Computability (Solvability)

1
Computability (Solvability)

• Can all functions be computed?

2
Clock example

• Your Job
• Let me know as soon as the clock stops.
• Let me know as soon as the clock never stops.
• Which one of these is not possible?

3
Does this loop end?

• Repeat as long as X is not equal to 0
• Add one to X
• ?  If the initial value of X is 0. Since X is
  already 0, the whole loop is skipped (no
  statements are repeated).
• ?  If the initial value of X is a negative
  integer. The loop will end when X becomes 0.
• ?  If the initial value of X is greater than 0
  the loop will never end since there are an
  infinite number of integers greater than 0.

4
Halting problem

• Can we construct an algorithm A that would take
  any program P (and P's input) as input.
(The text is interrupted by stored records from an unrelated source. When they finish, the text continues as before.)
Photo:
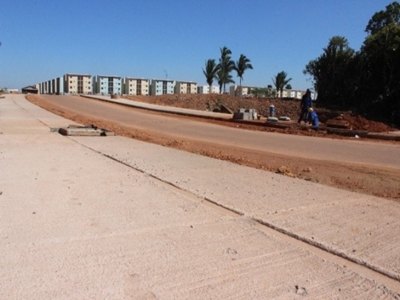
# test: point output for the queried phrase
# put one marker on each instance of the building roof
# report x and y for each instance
(106, 76)
(30, 88)
(74, 74)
A should
  determine if P halts
• If P stops print P halts.
• If P does not stop (infinite loop)
• print P does not halt.

5
How about these?

• If P stops print hello
• If P does not stop print see you later
• If P does not stop do nothing (undefined)
• If P stops print see you later
• If P stops do nothing
• If P does not stop print see you later

6
continued

• The non computable example above is known as the
  Halting Problem and it cannot be solved.
• The Church-Turing thesis stated conditions which
  a function must satisfy in order to be
  computable. It is named after Alonzo Church and
  Alan Turing.
• This question concerned mathematicians even
  before digital computers were in developed. In
  particular, during the 1930's much work was
  devoted to this.

7
Another Unsolvable Problem

• Problem Construct an algorithm that would
  figure out the steps needed to perform any task
  asked of it.
• This is also unsolvable. It is not possible to
  construct an algorithm that would, on its own,
  construct an algorithm to solve a random problem.